Bermuda's size, relatively high-density population and half million visitors per year inevitably cause stress on the environment. Overfishing, for example, has devastated the island's commercial fishing possibilities. Fortunately increased environmental awareness and legislation have succeeded in protecting and re-introducing some species - notably turtles.
Bermuda enjoys a mild, agreeable climate because of the warming effects of the Gulf Stream. The average annual high temperature is 75°F (23°C), while the average annual low is 68°F (20°C). Humidity is high year round and rainfall is evenly distributed, with no identifiable wet season.
This frost-free climate means the island is abloom with colourful flowers like bougainvillea, hibiscus and oleander (which was brought to Bermuda in 1790 - the same year Hamilton was established).
The Bermuda Cedar, Juniperus Bermudiana, was driven to the brink of extinction in the 1940s by the introduction of two alien insects. After the blight, only one percent of the original forest was still standing. The near-extinction of the Bermuda cedar did drive two other species to extinction: a cicada and a moth that were dependent on Bermuda cedar forests.
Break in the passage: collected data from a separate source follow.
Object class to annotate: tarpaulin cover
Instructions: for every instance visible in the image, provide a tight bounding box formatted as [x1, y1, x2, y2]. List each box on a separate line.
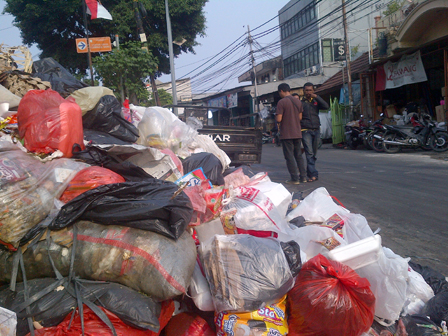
[32, 57, 88, 97]
[51, 179, 193, 240]
[83, 95, 139, 143]
[0, 278, 162, 336]
[164, 313, 214, 336]
[72, 222, 197, 301]
[288, 254, 375, 336]
[17, 89, 84, 157]
[60, 167, 125, 203]
[182, 152, 224, 186]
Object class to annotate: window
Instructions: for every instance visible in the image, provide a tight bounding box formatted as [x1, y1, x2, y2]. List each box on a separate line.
[281, 3, 317, 39]
[322, 39, 333, 63]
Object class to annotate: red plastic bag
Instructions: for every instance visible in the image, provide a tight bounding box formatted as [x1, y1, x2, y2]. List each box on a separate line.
[18, 89, 84, 157]
[288, 254, 375, 336]
[29, 305, 155, 336]
[164, 312, 214, 336]
[60, 166, 125, 203]
[29, 301, 174, 336]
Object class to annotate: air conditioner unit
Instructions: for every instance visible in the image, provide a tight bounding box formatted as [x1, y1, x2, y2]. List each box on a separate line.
[310, 66, 317, 75]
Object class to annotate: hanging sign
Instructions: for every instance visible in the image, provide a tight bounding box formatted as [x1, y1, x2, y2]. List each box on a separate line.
[76, 37, 112, 53]
[227, 93, 238, 108]
[376, 51, 427, 91]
Bermuda has no native land mammals; the endemic Bermuda rock lizard was the only nonmarine land animal on Bermuda prior to human contact. The island now has a variety of introduced lizards, a couple of types of whistling tree frog, and a giant toad mostly seen squashed on the road - hence its nickname 'road toad.'
Bermuda has the northernmost corals found in the Atlantic, and they attract a variety of colorful tropical creatures such as angelfish, triggerfish and the clown wrasse. Unfortunately, jellyfish-like Portuguese man-of-wars are also found in Bermuda's waters between March and July; a brush with one of these guys and you'll know the meaning of pain.